C) the principle of participation of all employees within their competence in implementing the compliance system. Compliance procedures (AML / CFT) in recent years, especially in banking, have become integral elements in the technological chains of almost every financial transaction. Therefore, the actual participation of the compliance officer in virtually every operation, both in the customer service area and at the site of the operation, is fundamentally impossible. Its task is to advise employees and coordinate the implementation of compliance control procedures, as well as the implementation of certain procedures that fall within its exclusive competence. For example, the verification and consolidation of information on transactions subject to control, before sending them to the Financial Monitoring Committee or assessing the risk of legalization of specific customers. The principle presupposes the need for routine maintenance of business processes, the consolidation of the compliance function in regulatory documents, job descriptions of employees, the distribution of authority between employees at the level of operational units, as well as the training function.

      In this context, the training function is extremely important and involves not only advising the management of the financial institution and coaching staff, but a whole set of activities that involves the formation of a culture of compliance within the financial institution. It is necessary to create communication platforms operating in both directions - from the compliance manager to the employees and back. The goal of training is not only to inform about the application of specific control compliance procedures, but also to develop an understanding of the danger of such a phenomenon as the legalization of criminal proceeds, both for a financial institution, in particular, and for society as a whole. It is advisable to expand the horizons of the employees in order that they understand the causal relationship between the shadow economic processes and the specific procedures of compliance control and apply (or did not apply) them consciously.
     The second important function of the principle of participation of all employees in the implementation of compliance control procedures is the level of automation culture. Without the proper level of automation of compliance control processes (in other, as well as any other procedures) the level of their implementation will be low and different in different operating units. This is fraught with significant operational risks, due to the serious impact of the human factor. [3] Automation of compliance control procedures, in essence, is the task of analyzing financial data and, like any other analytical automated system, can function only under the condition of sufficient data, automating the banking operations of technological gaps in their automated processing.

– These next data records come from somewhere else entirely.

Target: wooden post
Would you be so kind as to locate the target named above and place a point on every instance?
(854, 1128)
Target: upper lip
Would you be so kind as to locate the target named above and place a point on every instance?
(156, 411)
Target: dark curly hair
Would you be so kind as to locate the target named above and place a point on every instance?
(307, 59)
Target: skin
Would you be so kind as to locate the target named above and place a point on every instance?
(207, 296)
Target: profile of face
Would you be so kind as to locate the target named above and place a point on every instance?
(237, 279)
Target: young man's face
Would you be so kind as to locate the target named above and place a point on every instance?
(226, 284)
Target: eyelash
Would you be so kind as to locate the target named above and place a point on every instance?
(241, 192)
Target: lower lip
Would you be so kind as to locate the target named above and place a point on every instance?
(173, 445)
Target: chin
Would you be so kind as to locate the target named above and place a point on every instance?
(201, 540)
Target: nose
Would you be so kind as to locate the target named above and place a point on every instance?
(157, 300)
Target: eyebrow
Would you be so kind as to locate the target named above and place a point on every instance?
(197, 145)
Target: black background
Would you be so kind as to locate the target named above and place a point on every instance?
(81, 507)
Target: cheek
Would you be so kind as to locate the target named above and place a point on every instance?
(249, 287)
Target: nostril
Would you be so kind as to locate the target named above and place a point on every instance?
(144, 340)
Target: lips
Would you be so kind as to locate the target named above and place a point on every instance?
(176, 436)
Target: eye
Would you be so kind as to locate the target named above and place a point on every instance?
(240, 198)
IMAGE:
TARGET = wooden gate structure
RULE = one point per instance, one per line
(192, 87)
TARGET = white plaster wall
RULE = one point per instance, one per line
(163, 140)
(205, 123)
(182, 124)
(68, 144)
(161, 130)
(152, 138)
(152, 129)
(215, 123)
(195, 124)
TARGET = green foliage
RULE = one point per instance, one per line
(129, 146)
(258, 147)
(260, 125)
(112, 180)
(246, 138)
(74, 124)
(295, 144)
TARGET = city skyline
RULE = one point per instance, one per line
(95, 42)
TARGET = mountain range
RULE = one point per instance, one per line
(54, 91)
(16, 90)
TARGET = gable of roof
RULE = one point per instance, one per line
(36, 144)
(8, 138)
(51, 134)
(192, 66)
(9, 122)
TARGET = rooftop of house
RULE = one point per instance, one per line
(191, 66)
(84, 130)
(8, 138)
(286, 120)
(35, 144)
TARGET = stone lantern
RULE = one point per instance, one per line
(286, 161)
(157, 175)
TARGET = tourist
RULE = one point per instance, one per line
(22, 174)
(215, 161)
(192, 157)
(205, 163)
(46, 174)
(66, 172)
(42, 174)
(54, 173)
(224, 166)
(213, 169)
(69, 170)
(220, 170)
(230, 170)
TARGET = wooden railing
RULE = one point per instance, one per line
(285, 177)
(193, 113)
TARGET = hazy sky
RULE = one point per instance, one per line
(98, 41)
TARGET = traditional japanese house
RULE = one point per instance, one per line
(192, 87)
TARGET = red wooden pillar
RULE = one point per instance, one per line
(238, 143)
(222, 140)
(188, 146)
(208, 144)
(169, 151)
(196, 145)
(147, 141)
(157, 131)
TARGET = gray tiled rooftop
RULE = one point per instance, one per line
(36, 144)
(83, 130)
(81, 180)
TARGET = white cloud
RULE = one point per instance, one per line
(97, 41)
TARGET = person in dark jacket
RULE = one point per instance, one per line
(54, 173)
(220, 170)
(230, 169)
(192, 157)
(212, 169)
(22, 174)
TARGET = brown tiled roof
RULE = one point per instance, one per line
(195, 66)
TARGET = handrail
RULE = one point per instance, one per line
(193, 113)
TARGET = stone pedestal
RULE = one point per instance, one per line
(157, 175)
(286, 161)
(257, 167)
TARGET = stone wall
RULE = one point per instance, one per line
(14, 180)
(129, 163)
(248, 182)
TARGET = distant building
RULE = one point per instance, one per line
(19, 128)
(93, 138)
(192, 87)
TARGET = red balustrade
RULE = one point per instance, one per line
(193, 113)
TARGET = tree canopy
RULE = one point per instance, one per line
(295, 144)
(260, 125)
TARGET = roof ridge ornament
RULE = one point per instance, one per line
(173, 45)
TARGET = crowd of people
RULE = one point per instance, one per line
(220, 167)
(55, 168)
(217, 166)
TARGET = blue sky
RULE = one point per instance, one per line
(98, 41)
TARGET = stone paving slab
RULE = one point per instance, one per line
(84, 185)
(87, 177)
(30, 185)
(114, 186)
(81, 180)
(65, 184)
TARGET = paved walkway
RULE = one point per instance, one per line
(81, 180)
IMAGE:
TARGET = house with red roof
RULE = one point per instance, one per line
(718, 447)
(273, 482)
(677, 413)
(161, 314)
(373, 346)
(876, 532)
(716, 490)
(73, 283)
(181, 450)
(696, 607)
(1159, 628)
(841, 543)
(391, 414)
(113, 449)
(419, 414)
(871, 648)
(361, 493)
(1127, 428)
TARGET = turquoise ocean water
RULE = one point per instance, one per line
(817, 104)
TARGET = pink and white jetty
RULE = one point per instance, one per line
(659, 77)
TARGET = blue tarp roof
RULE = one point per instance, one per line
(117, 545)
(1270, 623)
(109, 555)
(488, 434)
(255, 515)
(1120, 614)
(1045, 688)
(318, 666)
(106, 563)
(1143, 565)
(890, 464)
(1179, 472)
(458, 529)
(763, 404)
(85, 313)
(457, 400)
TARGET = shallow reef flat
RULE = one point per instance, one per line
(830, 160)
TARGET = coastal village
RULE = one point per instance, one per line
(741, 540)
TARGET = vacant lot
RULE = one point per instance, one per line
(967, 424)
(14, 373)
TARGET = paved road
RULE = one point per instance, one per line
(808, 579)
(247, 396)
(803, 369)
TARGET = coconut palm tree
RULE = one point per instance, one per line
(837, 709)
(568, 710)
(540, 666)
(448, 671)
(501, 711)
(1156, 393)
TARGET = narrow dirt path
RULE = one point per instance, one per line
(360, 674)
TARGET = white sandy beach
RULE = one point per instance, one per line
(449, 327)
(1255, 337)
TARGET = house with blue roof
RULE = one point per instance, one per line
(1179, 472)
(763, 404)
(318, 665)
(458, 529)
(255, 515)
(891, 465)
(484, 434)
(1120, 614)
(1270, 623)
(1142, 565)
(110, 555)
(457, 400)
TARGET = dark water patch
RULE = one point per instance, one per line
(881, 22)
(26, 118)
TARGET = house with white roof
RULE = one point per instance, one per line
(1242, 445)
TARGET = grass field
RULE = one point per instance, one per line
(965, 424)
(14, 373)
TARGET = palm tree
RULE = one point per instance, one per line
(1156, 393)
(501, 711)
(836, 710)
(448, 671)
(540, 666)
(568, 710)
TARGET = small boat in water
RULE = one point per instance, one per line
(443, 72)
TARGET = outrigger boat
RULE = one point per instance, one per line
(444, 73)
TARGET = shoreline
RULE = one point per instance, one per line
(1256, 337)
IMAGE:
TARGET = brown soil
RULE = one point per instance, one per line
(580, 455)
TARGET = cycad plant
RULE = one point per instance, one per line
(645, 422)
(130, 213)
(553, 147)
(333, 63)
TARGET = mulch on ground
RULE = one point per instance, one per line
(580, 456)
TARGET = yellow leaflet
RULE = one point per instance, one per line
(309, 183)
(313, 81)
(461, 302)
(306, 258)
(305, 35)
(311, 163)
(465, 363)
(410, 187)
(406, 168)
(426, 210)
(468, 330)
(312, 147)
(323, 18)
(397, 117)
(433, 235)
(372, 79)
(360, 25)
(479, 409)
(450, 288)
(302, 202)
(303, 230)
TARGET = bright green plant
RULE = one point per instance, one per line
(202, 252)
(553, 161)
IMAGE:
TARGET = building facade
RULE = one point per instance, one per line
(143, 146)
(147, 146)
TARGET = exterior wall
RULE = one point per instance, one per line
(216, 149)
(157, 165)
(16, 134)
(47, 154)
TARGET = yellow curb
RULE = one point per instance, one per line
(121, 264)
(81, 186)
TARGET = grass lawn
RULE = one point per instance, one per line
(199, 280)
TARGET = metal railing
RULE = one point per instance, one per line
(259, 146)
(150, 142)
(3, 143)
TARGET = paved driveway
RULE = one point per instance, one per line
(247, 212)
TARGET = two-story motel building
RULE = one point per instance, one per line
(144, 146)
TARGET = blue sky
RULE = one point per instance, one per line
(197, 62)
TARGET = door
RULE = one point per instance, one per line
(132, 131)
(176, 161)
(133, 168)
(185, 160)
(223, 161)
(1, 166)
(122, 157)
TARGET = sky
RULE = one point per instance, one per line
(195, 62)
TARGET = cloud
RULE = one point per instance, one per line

In other words, an automated compliance compliance system is a superstructure over an automated banking system and works with the information it prepares. Thus, it is not enough to acquire a high-quality automated compliance system. It is necessary that the general level of automation allows such a system to be applied.

 

1. Булыга Роман Петрович., Куприянова Людмила Михайловна Управление корпоративными рисками // Экономика. Бизнес. Банки. - 2015. - №3 (12).. rimuniver.ru/wp-content/uploads/2015/10/Булыга-и-Куприянова.pdf

2. Basle Committee on Banking Supervision. (1997). Report of the Central European Working Group: A Response to the Core Principles for Effective Banking Supervision. The Committee. (2017).

3. Лаврищев, А.П., 2006. Формирование и развитие системы внутреннего контроля кредитных операции в российских банках, PhD thesis, Государственный университет управления, Москва.